Rober Remon Saad Habashy
Accepted Abstracts: Pharmaceut Reg Affairs
Since a couple of years, quality risk management (QRM) has become a mandatory regulatory requirement towards healthcare organizations either they are active in the sectors of Medical Devices or in Pharmaceuticals industry. The objective of quality risk management should aim at raising the level of protection for the patient, by the reduction of the risk to which that patient is exposed at the time he receives a drug product. This general objective can only be achieved if the implemented policy of quality risk management exceeds the unique intend of GMP compliance by increasing the control of the organization on developed processes to improve. Discussion of the methodology including risk assessment phase through identification, analysis and evaluation then risk control phase either by reduction or acceptance and finally risk review, the risk tools ( HAZOP/HACCP/FMEA/FTA) will be illustrated briefly with some examples from Pharma industry.
Rober Remon Saad Habashy has completed his bachelor?s degree in pharmaceutical science in 2007 from Misr International University School of Pharmacy.
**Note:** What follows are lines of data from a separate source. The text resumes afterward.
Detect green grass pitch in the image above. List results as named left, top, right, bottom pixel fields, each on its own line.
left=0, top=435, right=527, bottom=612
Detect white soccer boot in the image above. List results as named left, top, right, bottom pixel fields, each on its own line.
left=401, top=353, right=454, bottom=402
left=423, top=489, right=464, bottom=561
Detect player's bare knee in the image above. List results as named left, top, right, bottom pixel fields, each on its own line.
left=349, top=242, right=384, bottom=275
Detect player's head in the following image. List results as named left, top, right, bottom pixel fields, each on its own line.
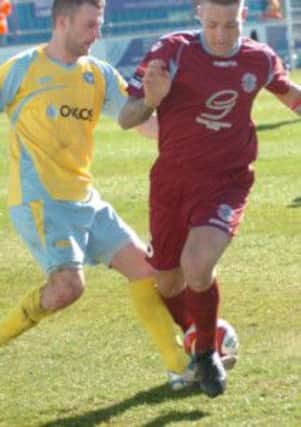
left=52, top=0, right=105, bottom=57
left=197, top=0, right=247, bottom=56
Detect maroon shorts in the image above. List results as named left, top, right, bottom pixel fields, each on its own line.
left=148, top=168, right=254, bottom=270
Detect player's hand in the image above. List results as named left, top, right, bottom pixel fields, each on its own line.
left=143, top=59, right=171, bottom=108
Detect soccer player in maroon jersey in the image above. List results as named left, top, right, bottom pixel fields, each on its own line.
left=119, top=0, right=301, bottom=397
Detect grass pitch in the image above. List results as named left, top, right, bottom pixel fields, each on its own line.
left=0, top=72, right=301, bottom=427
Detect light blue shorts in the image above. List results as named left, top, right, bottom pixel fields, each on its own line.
left=10, top=190, right=140, bottom=274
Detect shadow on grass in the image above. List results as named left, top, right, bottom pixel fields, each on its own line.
left=41, top=384, right=207, bottom=427
left=288, top=197, right=301, bottom=208
left=256, top=119, right=301, bottom=132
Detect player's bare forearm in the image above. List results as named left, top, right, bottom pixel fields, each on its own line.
left=118, top=97, right=154, bottom=129
left=276, top=82, right=301, bottom=116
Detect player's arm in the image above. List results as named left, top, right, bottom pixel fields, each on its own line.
left=275, top=82, right=301, bottom=115
left=118, top=59, right=171, bottom=129
left=135, top=114, right=159, bottom=140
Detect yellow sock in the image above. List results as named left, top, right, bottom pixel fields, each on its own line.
left=0, top=288, right=51, bottom=346
left=129, top=278, right=188, bottom=373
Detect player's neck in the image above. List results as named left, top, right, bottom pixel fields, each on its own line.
left=45, top=38, right=78, bottom=65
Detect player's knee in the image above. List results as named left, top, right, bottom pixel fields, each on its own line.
left=45, top=270, right=85, bottom=311
left=156, top=272, right=185, bottom=298
left=181, top=255, right=213, bottom=291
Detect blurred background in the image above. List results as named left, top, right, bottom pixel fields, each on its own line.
left=0, top=0, right=301, bottom=78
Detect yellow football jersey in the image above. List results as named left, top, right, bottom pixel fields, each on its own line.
left=0, top=46, right=127, bottom=205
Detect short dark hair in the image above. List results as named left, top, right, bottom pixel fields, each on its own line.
left=52, top=0, right=105, bottom=23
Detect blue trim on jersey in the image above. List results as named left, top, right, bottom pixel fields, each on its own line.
left=89, top=57, right=128, bottom=119
left=0, top=49, right=38, bottom=111
left=11, top=85, right=66, bottom=127
left=18, top=138, right=51, bottom=203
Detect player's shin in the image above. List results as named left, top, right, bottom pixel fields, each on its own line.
left=129, top=278, right=188, bottom=373
left=0, top=288, right=51, bottom=346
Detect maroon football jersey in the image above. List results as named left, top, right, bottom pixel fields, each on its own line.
left=128, top=31, right=289, bottom=173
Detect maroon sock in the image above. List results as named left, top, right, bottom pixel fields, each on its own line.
left=162, top=289, right=193, bottom=332
left=186, top=281, right=219, bottom=353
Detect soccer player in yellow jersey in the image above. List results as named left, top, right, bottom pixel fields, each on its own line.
left=0, top=0, right=189, bottom=388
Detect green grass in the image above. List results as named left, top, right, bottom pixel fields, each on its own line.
left=0, top=73, right=301, bottom=427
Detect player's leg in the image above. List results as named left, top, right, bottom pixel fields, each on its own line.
left=87, top=204, right=188, bottom=390
left=181, top=226, right=231, bottom=397
left=156, top=268, right=193, bottom=332
left=111, top=244, right=188, bottom=373
left=0, top=202, right=85, bottom=345
left=181, top=168, right=254, bottom=397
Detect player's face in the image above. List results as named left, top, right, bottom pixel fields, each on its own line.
left=198, top=2, right=245, bottom=56
left=64, top=3, right=104, bottom=58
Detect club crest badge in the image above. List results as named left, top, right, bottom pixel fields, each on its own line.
left=241, top=73, right=257, bottom=93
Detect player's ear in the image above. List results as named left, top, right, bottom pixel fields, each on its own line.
left=196, top=4, right=203, bottom=19
left=241, top=6, right=249, bottom=22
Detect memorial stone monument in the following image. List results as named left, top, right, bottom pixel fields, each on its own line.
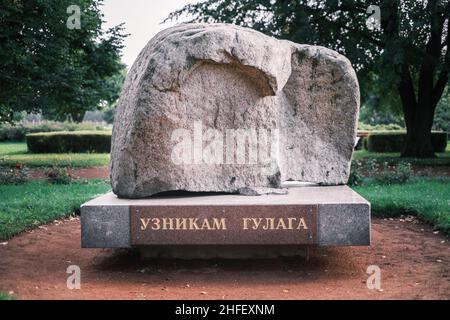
left=81, top=24, right=370, bottom=252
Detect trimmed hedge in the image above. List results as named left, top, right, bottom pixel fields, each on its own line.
left=0, top=121, right=101, bottom=141
left=367, top=131, right=447, bottom=152
left=26, top=131, right=111, bottom=153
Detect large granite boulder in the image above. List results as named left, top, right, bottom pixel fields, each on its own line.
left=111, top=24, right=359, bottom=198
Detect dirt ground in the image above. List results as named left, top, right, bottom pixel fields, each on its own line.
left=0, top=218, right=450, bottom=299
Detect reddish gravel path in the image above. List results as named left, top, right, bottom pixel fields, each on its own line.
left=0, top=219, right=450, bottom=299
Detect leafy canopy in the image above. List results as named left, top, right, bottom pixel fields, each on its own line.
left=0, top=0, right=126, bottom=122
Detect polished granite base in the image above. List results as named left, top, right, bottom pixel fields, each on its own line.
left=81, top=186, right=370, bottom=251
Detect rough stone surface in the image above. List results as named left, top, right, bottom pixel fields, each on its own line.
left=111, top=24, right=359, bottom=198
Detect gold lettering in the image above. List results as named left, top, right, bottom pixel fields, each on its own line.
left=202, top=219, right=211, bottom=230
left=189, top=218, right=200, bottom=230
left=213, top=218, right=227, bottom=230
left=252, top=218, right=262, bottom=230
left=175, top=218, right=187, bottom=230
left=242, top=218, right=250, bottom=230
left=263, top=218, right=275, bottom=230
left=297, top=218, right=308, bottom=230
left=152, top=218, right=161, bottom=230
left=162, top=218, right=173, bottom=230
left=140, top=218, right=150, bottom=231
left=277, top=218, right=286, bottom=229
left=288, top=218, right=297, bottom=230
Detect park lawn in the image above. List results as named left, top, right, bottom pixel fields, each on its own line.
left=0, top=292, right=14, bottom=300
left=353, top=144, right=450, bottom=166
left=0, top=142, right=109, bottom=168
left=352, top=177, right=450, bottom=233
left=0, top=180, right=111, bottom=240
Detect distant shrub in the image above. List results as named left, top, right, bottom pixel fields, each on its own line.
left=347, top=166, right=364, bottom=186
left=0, top=121, right=103, bottom=141
left=26, top=131, right=111, bottom=153
left=0, top=164, right=28, bottom=184
left=45, top=166, right=72, bottom=184
left=367, top=131, right=447, bottom=152
left=375, top=162, right=412, bottom=184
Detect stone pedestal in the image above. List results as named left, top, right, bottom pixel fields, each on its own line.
left=81, top=186, right=370, bottom=252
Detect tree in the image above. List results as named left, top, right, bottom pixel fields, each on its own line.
left=168, top=0, right=450, bottom=157
left=0, top=0, right=126, bottom=123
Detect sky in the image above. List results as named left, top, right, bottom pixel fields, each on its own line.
left=102, top=0, right=201, bottom=68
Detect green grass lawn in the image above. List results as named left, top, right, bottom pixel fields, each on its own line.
left=0, top=142, right=109, bottom=168
left=0, top=292, right=14, bottom=300
left=353, top=177, right=450, bottom=233
left=353, top=144, right=450, bottom=166
left=0, top=180, right=111, bottom=240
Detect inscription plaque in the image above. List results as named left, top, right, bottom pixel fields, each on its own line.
left=130, top=205, right=318, bottom=245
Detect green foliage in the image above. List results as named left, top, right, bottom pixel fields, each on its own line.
left=0, top=121, right=102, bottom=141
left=0, top=165, right=28, bottom=184
left=352, top=147, right=450, bottom=167
left=168, top=0, right=450, bottom=158
left=0, top=180, right=110, bottom=240
left=433, top=89, right=450, bottom=132
left=45, top=166, right=72, bottom=184
left=26, top=131, right=111, bottom=153
left=0, top=142, right=109, bottom=168
left=353, top=177, right=450, bottom=233
left=358, top=122, right=405, bottom=131
left=367, top=131, right=447, bottom=152
left=0, top=0, right=126, bottom=123
left=0, top=292, right=15, bottom=300
left=359, top=102, right=404, bottom=129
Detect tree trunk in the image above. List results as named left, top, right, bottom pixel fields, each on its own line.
left=70, top=111, right=86, bottom=123
left=401, top=106, right=436, bottom=158
left=399, top=65, right=436, bottom=158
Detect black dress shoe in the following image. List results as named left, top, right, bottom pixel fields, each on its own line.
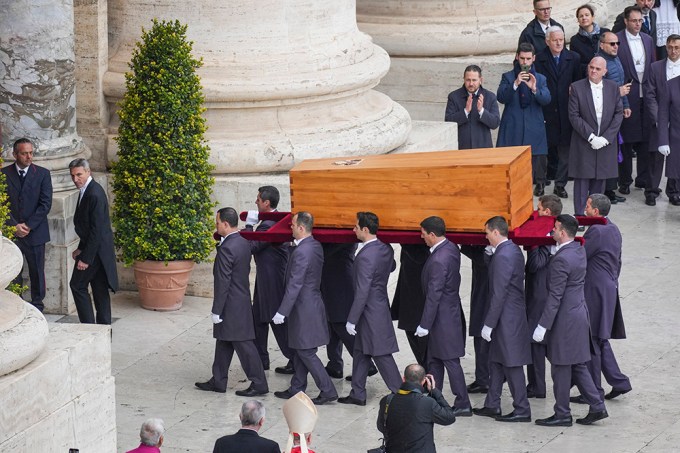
left=468, top=381, right=489, bottom=393
left=194, top=379, right=227, bottom=393
left=274, top=365, right=295, bottom=374
left=341, top=365, right=378, bottom=382
left=576, top=410, right=609, bottom=425
left=527, top=390, right=545, bottom=399
left=325, top=365, right=342, bottom=379
left=274, top=389, right=294, bottom=400
left=496, top=411, right=531, bottom=423
left=553, top=186, right=569, bottom=198
left=312, top=393, right=338, bottom=406
left=472, top=406, right=501, bottom=418
left=236, top=385, right=269, bottom=397
left=338, top=396, right=366, bottom=406
left=569, top=395, right=588, bottom=404
left=534, top=415, right=572, bottom=426
left=604, top=389, right=630, bottom=400
left=453, top=406, right=472, bottom=417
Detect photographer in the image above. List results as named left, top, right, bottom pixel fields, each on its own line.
left=378, top=364, right=456, bottom=453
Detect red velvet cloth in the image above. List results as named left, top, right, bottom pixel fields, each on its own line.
left=235, top=211, right=607, bottom=247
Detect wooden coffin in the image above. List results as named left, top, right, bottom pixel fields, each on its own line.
left=290, top=146, right=533, bottom=232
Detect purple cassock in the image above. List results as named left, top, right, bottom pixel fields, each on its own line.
left=347, top=239, right=402, bottom=401
left=420, top=239, right=470, bottom=409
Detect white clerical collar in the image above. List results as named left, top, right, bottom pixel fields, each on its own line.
left=491, top=238, right=508, bottom=254
left=626, top=30, right=642, bottom=41
left=555, top=239, right=574, bottom=251
left=220, top=230, right=238, bottom=245
left=430, top=238, right=446, bottom=254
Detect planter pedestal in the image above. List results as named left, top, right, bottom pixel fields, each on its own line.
left=133, top=261, right=195, bottom=311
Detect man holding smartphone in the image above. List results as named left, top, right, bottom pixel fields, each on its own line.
left=377, top=363, right=456, bottom=453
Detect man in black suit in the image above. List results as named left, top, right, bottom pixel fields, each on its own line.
left=272, top=211, right=338, bottom=405
left=444, top=65, right=501, bottom=149
left=68, top=159, right=118, bottom=324
left=196, top=208, right=269, bottom=397
left=245, top=186, right=293, bottom=374
left=517, top=0, right=564, bottom=54
left=213, top=400, right=281, bottom=453
left=2, top=138, right=52, bottom=312
left=535, top=25, right=581, bottom=194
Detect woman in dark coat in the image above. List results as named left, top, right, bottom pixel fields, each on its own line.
left=569, top=5, right=609, bottom=77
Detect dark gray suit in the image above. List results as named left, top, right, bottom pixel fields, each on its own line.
left=278, top=236, right=338, bottom=397
left=212, top=233, right=269, bottom=392
left=444, top=86, right=501, bottom=149
left=460, top=245, right=491, bottom=387
left=484, top=240, right=531, bottom=416
left=347, top=240, right=402, bottom=400
left=420, top=239, right=470, bottom=408
left=532, top=242, right=605, bottom=418
left=644, top=58, right=680, bottom=198
left=2, top=164, right=52, bottom=311
left=321, top=242, right=356, bottom=373
left=390, top=244, right=430, bottom=368
left=583, top=221, right=632, bottom=397
left=525, top=246, right=550, bottom=395
left=616, top=30, right=656, bottom=187
left=245, top=220, right=293, bottom=369
left=569, top=78, right=623, bottom=215
left=70, top=179, right=118, bottom=324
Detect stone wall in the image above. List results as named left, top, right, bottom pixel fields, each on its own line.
left=0, top=324, right=116, bottom=453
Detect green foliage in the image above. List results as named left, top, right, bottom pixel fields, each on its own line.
left=0, top=156, right=15, bottom=239
left=5, top=283, right=28, bottom=296
left=112, top=20, right=214, bottom=265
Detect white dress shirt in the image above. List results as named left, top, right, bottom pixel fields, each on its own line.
left=666, top=59, right=680, bottom=80
left=590, top=80, right=603, bottom=131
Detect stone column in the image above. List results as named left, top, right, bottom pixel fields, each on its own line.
left=0, top=0, right=90, bottom=313
left=104, top=0, right=411, bottom=206
left=357, top=0, right=617, bottom=121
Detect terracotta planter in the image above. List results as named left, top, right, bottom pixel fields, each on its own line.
left=133, top=261, right=195, bottom=311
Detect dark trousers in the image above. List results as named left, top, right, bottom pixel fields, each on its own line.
left=70, top=256, right=111, bottom=325
left=289, top=348, right=338, bottom=397
left=404, top=330, right=427, bottom=369
left=527, top=342, right=547, bottom=395
left=253, top=318, right=294, bottom=368
left=619, top=142, right=650, bottom=187
left=484, top=361, right=532, bottom=417
left=472, top=337, right=489, bottom=387
left=645, top=151, right=665, bottom=197
left=586, top=337, right=633, bottom=398
left=426, top=357, right=470, bottom=408
left=13, top=240, right=45, bottom=312
left=550, top=363, right=605, bottom=418
left=531, top=154, right=548, bottom=184
left=574, top=178, right=605, bottom=215
left=548, top=144, right=569, bottom=187
left=213, top=340, right=269, bottom=392
left=326, top=322, right=354, bottom=373
left=349, top=348, right=403, bottom=401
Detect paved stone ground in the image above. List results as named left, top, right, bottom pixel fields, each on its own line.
left=50, top=182, right=680, bottom=453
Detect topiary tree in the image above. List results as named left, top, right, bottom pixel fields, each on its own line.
left=112, top=20, right=214, bottom=265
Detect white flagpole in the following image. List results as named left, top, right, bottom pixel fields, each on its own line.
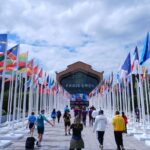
left=138, top=69, right=146, bottom=129
left=12, top=46, right=20, bottom=126
left=17, top=73, right=21, bottom=120
left=144, top=78, right=150, bottom=124
left=9, top=70, right=14, bottom=125
left=28, top=74, right=33, bottom=115
left=0, top=36, right=7, bottom=124
left=36, top=85, right=39, bottom=115
left=22, top=53, right=29, bottom=124
left=7, top=76, right=12, bottom=122
left=131, top=73, right=135, bottom=123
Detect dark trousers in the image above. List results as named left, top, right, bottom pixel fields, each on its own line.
left=97, top=131, right=105, bottom=145
left=114, top=131, right=123, bottom=150
left=69, top=148, right=81, bottom=150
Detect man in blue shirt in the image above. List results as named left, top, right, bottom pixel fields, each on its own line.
left=36, top=110, right=54, bottom=147
left=27, top=112, right=36, bottom=136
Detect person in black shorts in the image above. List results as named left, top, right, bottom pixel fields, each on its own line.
left=27, top=112, right=36, bottom=136
left=63, top=111, right=71, bottom=135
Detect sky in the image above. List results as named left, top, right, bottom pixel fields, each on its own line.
left=0, top=0, right=150, bottom=79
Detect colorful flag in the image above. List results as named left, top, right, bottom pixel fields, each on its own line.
left=19, top=52, right=28, bottom=68
left=131, top=47, right=139, bottom=71
left=7, top=45, right=19, bottom=60
left=121, top=53, right=131, bottom=78
left=140, top=33, right=150, bottom=65
left=0, top=34, right=7, bottom=64
left=38, top=68, right=43, bottom=78
left=0, top=34, right=7, bottom=54
left=27, top=59, right=34, bottom=76
left=33, top=65, right=39, bottom=74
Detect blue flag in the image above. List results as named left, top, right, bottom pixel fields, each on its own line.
left=140, top=33, right=150, bottom=65
left=121, top=53, right=131, bottom=75
left=0, top=34, right=7, bottom=53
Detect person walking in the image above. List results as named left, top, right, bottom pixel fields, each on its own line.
left=92, top=108, right=98, bottom=123
left=112, top=111, right=125, bottom=150
left=93, top=110, right=107, bottom=149
left=51, top=109, right=57, bottom=124
left=64, top=105, right=70, bottom=112
left=36, top=110, right=54, bottom=147
left=63, top=111, right=71, bottom=135
left=69, top=116, right=84, bottom=150
left=82, top=107, right=87, bottom=126
left=89, top=108, right=93, bottom=126
left=57, top=110, right=61, bottom=123
left=27, top=112, right=36, bottom=136
left=122, top=112, right=128, bottom=133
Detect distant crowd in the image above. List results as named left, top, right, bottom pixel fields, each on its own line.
left=26, top=105, right=128, bottom=150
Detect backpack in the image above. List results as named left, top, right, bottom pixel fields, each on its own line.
left=25, top=137, right=36, bottom=149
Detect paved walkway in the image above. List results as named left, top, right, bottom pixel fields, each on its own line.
left=0, top=116, right=150, bottom=150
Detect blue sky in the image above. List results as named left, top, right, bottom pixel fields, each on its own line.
left=0, top=0, right=150, bottom=79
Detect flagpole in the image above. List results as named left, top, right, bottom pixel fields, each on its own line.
left=131, top=73, right=135, bottom=123
left=23, top=53, right=29, bottom=124
left=0, top=35, right=7, bottom=124
left=144, top=78, right=150, bottom=124
left=12, top=46, right=20, bottom=127
left=138, top=69, right=146, bottom=129
left=7, top=78, right=12, bottom=122
left=9, top=70, right=14, bottom=125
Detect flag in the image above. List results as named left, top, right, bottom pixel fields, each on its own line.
left=25, top=77, right=31, bottom=88
left=0, top=34, right=7, bottom=54
left=121, top=53, right=131, bottom=78
left=131, top=47, right=139, bottom=71
left=0, top=34, right=7, bottom=61
left=33, top=65, right=38, bottom=74
left=0, top=45, right=19, bottom=70
left=7, top=45, right=19, bottom=60
left=140, top=33, right=150, bottom=65
left=38, top=68, right=43, bottom=78
left=48, top=78, right=54, bottom=89
left=19, top=52, right=28, bottom=68
left=27, top=59, right=34, bottom=76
He completed his Total Quality Management (TQM) Diploma from the American University in Cairo 2009. He became certified Six Sigma Black Belt (CSSBB) from the American Society for Quality (ASQ) October 2011 as well as Diploma in Quality Assurance in the same year from the American supplier institute (ASI). He is the Training Chair at the American Society for Quality Local Member Community (LMC) in Egypt. He is a core member senior Research & Development pharmacist at Amoun Pharmaceutical Company, Cairo, He works at the R&D Department and responsible for Analytical test method development and Validation as well as formulation and pre-formulation studies, Product /process design for human/vet Pharmaceutical product.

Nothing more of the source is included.